All who work to facilitate local and national government including local councillors, government officers, MPs, Ministers and civil servants.
A Prayer from Matt
Lord God, for eternity you have existed as the triune God. We thank you for that knowledge and the joy it is to know that: love and persons have existed eternally and are at the very core of reality. May that reality be reflected in the way that we treat you, and other people - indeed, in the way we relate to all creation. Fill us Spirit of love, that we may know you more intimately and may follow the Lord Jesus more fully. In His name we ask, Amen.
Parish Update
ERROR last week the total raised at our summer fair was reported to be £854 – it was in fact £653 which has now risen to £704.
The midweek discipleship course will recommence from this week running on Tuesday mornings from 10.00-12.00 in the quiet room.
All Welcome.
Dads & Toddlers group meets the third Saturday in the month 21st June, 19th July in church,10am – 12pm
Brandwood Fun Day - in Dawberry Fields Saturday 21st June 12-4pm.
Sunday 29th June there will be no service at Hazelwell there will be a Joint service with St. Bede’s Church starting at 11.00am.
Reflection on Luke 8:35–39 (Jesus Heals a Demon-Possessed Man)
"Then people went out to see what had happened... and they found the man from whom the demons had gone, sitting at Jesus’ feet, clothed and in his right mind." (v.35)
The man was living among the tombs, naked and isolated - cut off from community and stripped of dignity. Jesus not only casts out the demons but restores the man to wholeness. He is later found “clothed and in his right mind,” hence the restoration of identity, sanity, and humanity. The power of the word of God not only changes behaviour but can also restore identity.
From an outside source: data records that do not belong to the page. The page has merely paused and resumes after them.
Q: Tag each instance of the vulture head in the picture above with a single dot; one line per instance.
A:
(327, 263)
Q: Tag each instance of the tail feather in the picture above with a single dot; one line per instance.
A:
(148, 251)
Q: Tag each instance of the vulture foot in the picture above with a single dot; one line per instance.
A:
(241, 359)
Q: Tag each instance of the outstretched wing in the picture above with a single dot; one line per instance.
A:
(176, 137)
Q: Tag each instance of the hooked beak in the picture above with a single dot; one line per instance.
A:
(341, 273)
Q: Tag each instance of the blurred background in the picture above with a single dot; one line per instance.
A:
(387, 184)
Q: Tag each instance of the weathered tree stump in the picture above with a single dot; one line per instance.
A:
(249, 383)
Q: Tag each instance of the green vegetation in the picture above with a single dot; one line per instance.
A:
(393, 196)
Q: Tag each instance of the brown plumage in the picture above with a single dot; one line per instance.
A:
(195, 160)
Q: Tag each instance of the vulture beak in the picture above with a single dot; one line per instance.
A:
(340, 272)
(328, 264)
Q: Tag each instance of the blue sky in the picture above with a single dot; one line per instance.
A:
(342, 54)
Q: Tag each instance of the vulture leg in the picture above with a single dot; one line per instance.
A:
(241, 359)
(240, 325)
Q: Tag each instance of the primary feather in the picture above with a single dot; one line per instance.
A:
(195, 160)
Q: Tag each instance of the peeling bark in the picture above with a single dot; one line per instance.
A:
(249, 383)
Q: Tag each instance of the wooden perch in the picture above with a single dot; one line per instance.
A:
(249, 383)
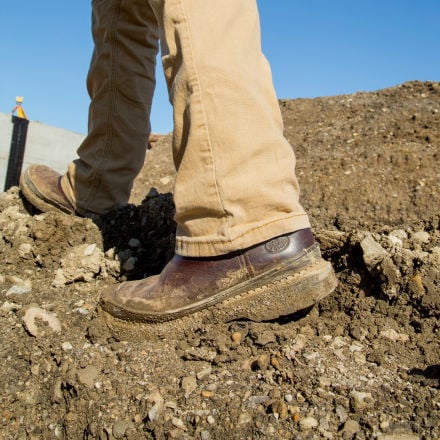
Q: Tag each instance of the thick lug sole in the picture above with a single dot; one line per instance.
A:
(267, 301)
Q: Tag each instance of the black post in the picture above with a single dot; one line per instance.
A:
(16, 153)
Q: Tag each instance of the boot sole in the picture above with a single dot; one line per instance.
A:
(263, 302)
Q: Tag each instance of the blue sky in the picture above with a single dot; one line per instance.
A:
(315, 47)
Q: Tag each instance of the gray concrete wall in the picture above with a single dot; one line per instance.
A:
(51, 146)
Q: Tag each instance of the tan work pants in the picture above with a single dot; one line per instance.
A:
(235, 184)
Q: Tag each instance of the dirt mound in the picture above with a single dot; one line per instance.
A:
(364, 363)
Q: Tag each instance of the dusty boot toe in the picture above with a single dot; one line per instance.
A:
(41, 186)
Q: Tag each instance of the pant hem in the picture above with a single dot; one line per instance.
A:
(203, 247)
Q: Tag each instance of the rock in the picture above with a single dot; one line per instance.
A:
(157, 408)
(82, 263)
(119, 428)
(236, 338)
(188, 385)
(18, 290)
(350, 429)
(32, 317)
(308, 423)
(408, 436)
(421, 237)
(87, 376)
(373, 252)
(66, 346)
(178, 423)
(204, 373)
(244, 418)
(394, 336)
(134, 243)
(361, 400)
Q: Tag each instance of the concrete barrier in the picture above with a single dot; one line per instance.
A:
(47, 145)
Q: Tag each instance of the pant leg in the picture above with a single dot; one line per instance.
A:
(236, 183)
(121, 83)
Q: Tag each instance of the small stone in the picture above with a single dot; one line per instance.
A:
(288, 398)
(87, 376)
(18, 290)
(35, 314)
(134, 243)
(244, 418)
(399, 233)
(395, 436)
(119, 428)
(10, 307)
(130, 264)
(165, 180)
(351, 427)
(157, 408)
(394, 336)
(236, 338)
(66, 346)
(188, 385)
(89, 250)
(341, 413)
(421, 237)
(308, 423)
(178, 423)
(373, 252)
(204, 373)
(205, 435)
(361, 400)
(262, 362)
(24, 249)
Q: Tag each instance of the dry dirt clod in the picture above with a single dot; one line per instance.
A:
(364, 363)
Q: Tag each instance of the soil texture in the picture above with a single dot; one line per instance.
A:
(362, 364)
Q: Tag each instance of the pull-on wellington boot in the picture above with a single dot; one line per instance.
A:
(41, 186)
(275, 278)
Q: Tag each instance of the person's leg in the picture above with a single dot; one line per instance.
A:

"Then all the people of the surrounding country of the Gerasenes asked Jesus to leave them, for they were seized with great fear." (v.37)
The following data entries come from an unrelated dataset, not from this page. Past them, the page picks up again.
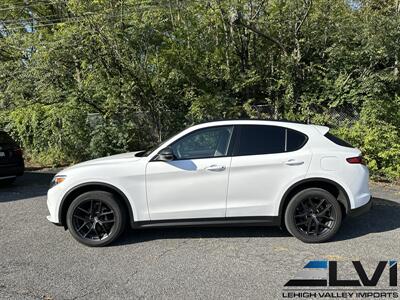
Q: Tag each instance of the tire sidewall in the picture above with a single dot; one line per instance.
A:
(110, 200)
(294, 202)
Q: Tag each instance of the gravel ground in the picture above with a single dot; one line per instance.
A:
(41, 261)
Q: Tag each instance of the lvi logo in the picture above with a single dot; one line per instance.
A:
(324, 273)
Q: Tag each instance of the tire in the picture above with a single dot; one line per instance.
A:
(96, 218)
(313, 216)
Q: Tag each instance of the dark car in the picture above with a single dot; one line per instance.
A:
(11, 159)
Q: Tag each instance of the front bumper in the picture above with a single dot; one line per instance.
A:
(11, 170)
(362, 209)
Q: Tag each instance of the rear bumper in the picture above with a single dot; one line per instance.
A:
(10, 170)
(362, 209)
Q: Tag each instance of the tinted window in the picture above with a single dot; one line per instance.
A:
(261, 139)
(5, 138)
(208, 142)
(337, 140)
(295, 140)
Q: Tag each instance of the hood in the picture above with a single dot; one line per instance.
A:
(113, 159)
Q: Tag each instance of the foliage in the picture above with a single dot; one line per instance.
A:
(82, 79)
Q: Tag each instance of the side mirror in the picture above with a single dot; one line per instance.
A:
(166, 154)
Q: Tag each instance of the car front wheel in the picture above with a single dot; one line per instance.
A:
(96, 218)
(313, 215)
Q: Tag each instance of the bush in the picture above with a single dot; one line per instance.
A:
(380, 145)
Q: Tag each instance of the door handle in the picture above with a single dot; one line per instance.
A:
(215, 168)
(293, 162)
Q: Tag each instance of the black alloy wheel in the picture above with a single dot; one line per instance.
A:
(96, 218)
(313, 215)
(93, 220)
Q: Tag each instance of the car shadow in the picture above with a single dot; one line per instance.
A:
(382, 217)
(30, 185)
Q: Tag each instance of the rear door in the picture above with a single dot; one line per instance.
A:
(8, 148)
(265, 160)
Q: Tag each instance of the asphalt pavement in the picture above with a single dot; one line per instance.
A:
(41, 261)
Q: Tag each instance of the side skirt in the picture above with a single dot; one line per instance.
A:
(209, 222)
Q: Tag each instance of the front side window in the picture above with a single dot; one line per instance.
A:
(204, 143)
(264, 139)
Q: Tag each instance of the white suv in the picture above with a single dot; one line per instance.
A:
(242, 172)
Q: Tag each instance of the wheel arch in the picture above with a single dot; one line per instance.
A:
(92, 186)
(316, 182)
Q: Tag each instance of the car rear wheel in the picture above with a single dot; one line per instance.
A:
(96, 218)
(313, 215)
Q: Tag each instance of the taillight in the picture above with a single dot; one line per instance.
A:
(18, 152)
(355, 160)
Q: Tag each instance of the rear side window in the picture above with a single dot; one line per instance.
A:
(295, 140)
(337, 141)
(263, 139)
(5, 138)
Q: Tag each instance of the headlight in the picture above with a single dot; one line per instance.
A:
(57, 180)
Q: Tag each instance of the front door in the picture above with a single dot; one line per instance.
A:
(194, 184)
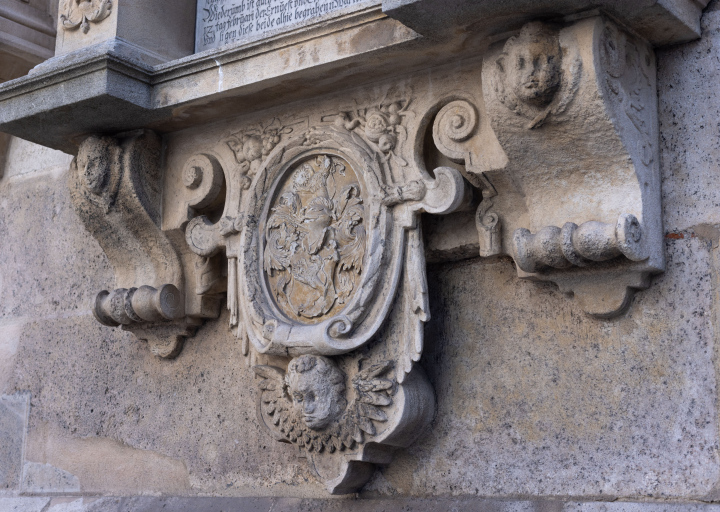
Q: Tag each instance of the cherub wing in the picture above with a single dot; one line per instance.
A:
(274, 402)
(373, 390)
Strangely, instead of rejoicing over the man’s healing, the townspeople are afraid. They ask Jesus to leave - a sober reminder that divine intervention can be unsettling. The miraculous often disrupts what is familiar. When faced with real transformation, not everyone rejoices—especially if it challenges comfort, economy (the loss of pigs), or control.
"Return to your home, and declare how much God has done for you." (v.39)
Though the healed man wants to stay with Jesus, Jesus sends him home to testify. This is profound: the first missionary to the Gentiles in Luke's Gospel is not a scholar or disciple but someone society had abandoned. God uses the restored to reach the broken.
In summary this passage reminds us that Jesus goes to the margins—to the unclean, the uncontrollable, the feared—and brings healing. He doesn’t just calm storms on the sea (as in the previous verses), but also storms within the human soul. And then He calls the healed to bear witness—not perfectly, but honestly.
Questions
- Are there areas in my life that feel controlled by forces I cannot manage—whether sin, shame, addiction, or fear? How might Jesus be seeking to restore me?
- Am I sometimes more comfortable with brokenness I can control than with healing that demands change?
- How can I, like the healed man, tell others what God has done for me—even if my past is messy?